Der Bundesdatenschutzbeauftragte Peter Schaar hat die von Ermittlungsbehörden eingesetzte Trojaner-Software zur Überwachung von Computern nicht im Detail analysieren können und hält an seiner kritischen Bewertung fest. Das geht aus einem Schreiben Schaars an den Innenausschuss des Deutschen Bundestages hervor, das dem Chaos Computer Club (CCC) zugespielt wurde. Schaar schloss nun seine Bewertung der Überwachungssoftware ohne eine Prüfung des Programmcodes ab. Eine Sprecherin Schaars nahm dazu bislang nicht Stellung.

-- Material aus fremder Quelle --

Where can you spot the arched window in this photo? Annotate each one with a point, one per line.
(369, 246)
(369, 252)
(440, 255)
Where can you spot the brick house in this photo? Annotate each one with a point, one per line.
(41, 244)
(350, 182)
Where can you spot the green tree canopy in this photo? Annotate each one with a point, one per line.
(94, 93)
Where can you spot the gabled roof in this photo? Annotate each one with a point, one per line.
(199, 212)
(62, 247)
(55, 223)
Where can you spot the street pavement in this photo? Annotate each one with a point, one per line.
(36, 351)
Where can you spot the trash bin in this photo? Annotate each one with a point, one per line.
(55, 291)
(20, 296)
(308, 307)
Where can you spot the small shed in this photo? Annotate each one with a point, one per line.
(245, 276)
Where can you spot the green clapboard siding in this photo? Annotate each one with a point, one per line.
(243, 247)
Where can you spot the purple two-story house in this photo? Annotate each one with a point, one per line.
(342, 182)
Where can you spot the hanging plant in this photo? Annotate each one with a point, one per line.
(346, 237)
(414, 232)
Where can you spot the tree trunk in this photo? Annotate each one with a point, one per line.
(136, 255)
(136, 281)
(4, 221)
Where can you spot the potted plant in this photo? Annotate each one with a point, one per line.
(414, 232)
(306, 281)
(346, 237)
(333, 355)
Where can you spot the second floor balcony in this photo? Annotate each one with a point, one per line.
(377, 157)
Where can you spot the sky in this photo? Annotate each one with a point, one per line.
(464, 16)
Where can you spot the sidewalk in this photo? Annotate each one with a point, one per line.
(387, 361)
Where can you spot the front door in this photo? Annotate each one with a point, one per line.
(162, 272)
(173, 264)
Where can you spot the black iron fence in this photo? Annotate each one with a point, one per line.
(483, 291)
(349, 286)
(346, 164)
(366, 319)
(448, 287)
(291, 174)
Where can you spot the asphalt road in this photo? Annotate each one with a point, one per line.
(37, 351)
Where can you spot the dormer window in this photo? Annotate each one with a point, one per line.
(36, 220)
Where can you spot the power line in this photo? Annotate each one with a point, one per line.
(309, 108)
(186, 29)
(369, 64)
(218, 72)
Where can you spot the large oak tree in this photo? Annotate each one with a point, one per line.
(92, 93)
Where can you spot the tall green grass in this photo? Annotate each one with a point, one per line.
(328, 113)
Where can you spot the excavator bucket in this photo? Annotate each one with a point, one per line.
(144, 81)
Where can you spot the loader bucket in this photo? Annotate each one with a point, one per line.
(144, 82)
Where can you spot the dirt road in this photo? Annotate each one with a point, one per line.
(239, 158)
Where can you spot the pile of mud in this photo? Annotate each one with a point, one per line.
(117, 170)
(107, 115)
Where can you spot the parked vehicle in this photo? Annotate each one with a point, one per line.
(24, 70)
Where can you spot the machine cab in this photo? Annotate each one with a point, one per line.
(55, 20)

Der Hersteller der Software habe "den Zugang von vertraglichen Abreden abhängig" gemacht, "die ich nicht akzeptieren kann", heißt es in dem Brief mit Datum vom 14. August. Schaar hatte bereits Ende Januar dem Innenausschuss des Bundestags einen Bericht vorgelegt, wonach die Trojaner-Software die Datenschutzanforderungen nicht erfüllt. Schaar hatte in seinem Bericht auch daran erinnert, dass das Bundesverfassungsgericht gefordert hat, bei heimlichen Überwachungen den Kernbereich privater Lebensgestaltung zu schützen. Das aber werde missachtet.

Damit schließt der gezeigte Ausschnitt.